The SecDef’s comments underlined a theme sounded by his Commander-in-Chief
in the recent State of the Union speech. George Bush, insinuating himself into
a pantheon of former presidents that included Roosevelt, Truman, Kennedy, and
Reagan, said, “our own generation is in a long war against a determined
enemy.”
So much for setting a timetable for an American withdrawal from Iraq, or Afghanistan
for that matter. When other recent remarks from multi-starred generals referring
to a long war that could last ten to twenty years are taken in to account, it’s
clear that we have achieved George Orwell’s state of perpetual war.
The administration’s depiction of our conflict in Iraq as an open-ended
struggle with ever-shifting enemies is another of its deviously brilliant bits
of PR chicanery. The adoption of a simple phrase — The Long War —
eliminates expectations that there will be an end to the needless deaths of
Americans, Iraqis, and Afghanis any time soon. War in distant, dusty places
will become a mundane feature of American life just like higher gas prices,
warrant less electronic surveillance, and curtailed civil liberties.
Five, ten, twenty years from now when the last American soldier has long been
airlifted out of Iraq and someone says, “Tell me again, why are we fighting
in Uzbekistan (or Kazakhstan or name your own favorite ‘stan),”
the answer will come back, “Don’t you remember? We’re in a
Long War against the terrorists who attacked us on Nine-Eleven.”
It is a particular stroke of genius to characterize this Long War as one waged
against the nebulous foe of terrorism. With Communism, the last big bogeyman
to feed our national nightmares, there was a well-defined dogma to identify
who was a Communist and who was not. The problem, however, was that after the
fall of the Soviet Union and the liberation of Eastern Europe, there weren’t
a lot of Communists left over to get hysterical about. Sure, there was still
Castro in Cuba and the Chinese. But Castro alone is hardly worth $400 billion
in defense spending, and we’ve come to rely on the Chinese to make all
the consumer goods Americans used to make.
Terrorism makes a much better bête noire because it’s a vaguer
appellation. The terrorist label can be hung on, well, just about anyone. Terrorists
can be desperate men armed with box cutters who fly airplanes into tall buildings.
Or they can be radical Moslems who live in caves in Afghanistan. Or they can
be Quaker peace groups who conspire to conduct candlelight vigils on village
greens or nuns who attack ICBMs with ball peen hammers to demonstrate opposition
to an illegal war or VA nurses so upset at the federal government they are moved
to write angry letters to newspaper editors.
Soon, thanks to the creative wordsmiths in Boy George’s lawyer pool,
terrorism will come to mean any expression against the established order, whether
that expression is a car bomb or outraged e-mail to a like-minded friend.
This concept of terrorism is a self-fulfilling one.
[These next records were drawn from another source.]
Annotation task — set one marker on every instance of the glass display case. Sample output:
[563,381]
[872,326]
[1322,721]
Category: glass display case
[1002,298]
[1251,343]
Wherever we go in search
of terrorists, we are sure to find them. If they’re not present when we
arrive, they will inevitably appear once American soldiers, in the name of advancing
freedom, have kicked in enough doors, recklessly shot enough innocent civilians,
and hauled away enough fathers and cousins and friends for questioning (read
torturing). When outraged locals begin retaliating with roadside bombs, our
leaders will tell us, “See we told you there were terrorists in (insert
name of country here). It just took us some time to create them.”
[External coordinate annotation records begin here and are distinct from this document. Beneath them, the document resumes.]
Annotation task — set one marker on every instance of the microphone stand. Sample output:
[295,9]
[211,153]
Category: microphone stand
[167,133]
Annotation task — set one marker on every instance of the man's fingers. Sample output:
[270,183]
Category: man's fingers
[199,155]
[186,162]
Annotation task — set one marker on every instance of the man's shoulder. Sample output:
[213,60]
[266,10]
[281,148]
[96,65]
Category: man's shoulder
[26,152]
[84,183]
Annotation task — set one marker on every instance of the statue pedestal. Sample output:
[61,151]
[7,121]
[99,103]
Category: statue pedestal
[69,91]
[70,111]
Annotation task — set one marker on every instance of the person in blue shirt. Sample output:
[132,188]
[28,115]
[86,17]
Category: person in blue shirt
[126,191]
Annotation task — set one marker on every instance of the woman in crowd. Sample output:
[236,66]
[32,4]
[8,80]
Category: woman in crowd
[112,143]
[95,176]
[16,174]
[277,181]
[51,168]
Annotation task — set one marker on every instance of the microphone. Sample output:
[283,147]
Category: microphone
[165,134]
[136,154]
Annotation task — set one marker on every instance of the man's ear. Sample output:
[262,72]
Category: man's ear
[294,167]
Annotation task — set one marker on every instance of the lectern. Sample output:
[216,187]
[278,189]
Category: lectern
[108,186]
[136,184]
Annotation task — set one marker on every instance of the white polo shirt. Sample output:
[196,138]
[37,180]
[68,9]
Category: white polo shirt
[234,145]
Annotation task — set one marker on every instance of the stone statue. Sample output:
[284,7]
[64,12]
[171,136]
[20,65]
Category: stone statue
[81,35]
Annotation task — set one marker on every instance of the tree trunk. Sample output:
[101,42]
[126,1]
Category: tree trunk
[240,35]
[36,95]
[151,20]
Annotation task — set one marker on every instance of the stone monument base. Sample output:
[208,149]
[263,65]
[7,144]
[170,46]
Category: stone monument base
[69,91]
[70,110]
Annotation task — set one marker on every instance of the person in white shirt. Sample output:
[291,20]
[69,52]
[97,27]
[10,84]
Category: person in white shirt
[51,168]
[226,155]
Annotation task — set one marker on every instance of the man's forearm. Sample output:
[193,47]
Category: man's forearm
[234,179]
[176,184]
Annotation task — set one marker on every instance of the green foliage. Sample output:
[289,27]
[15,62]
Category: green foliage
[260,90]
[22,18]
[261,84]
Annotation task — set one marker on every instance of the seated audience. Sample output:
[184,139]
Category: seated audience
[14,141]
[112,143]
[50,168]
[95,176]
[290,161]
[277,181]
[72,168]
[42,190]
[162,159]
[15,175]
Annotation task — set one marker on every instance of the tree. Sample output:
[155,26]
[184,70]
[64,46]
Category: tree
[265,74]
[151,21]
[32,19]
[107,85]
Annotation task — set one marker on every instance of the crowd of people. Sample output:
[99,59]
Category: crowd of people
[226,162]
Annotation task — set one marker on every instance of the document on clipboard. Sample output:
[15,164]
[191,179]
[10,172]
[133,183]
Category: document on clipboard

“A Long War” and “Global Terrorism” are malleable
phrases that can be applied to any situation in which a local populace seeks
redress against the international organizations and multi-national corporations
that control the levers of the world economy. They are equally applicable to
turban wearing tribesman living in regions known only to readers of National
Geographic or a neighbor who checked out the wrong book from the library. As
this “Long War” progresses and the definition of terrorist becomes
stretched far enough, who knows whom the FBI thugs will come for next.
Hold on a sec, I think I hear a knock at the door.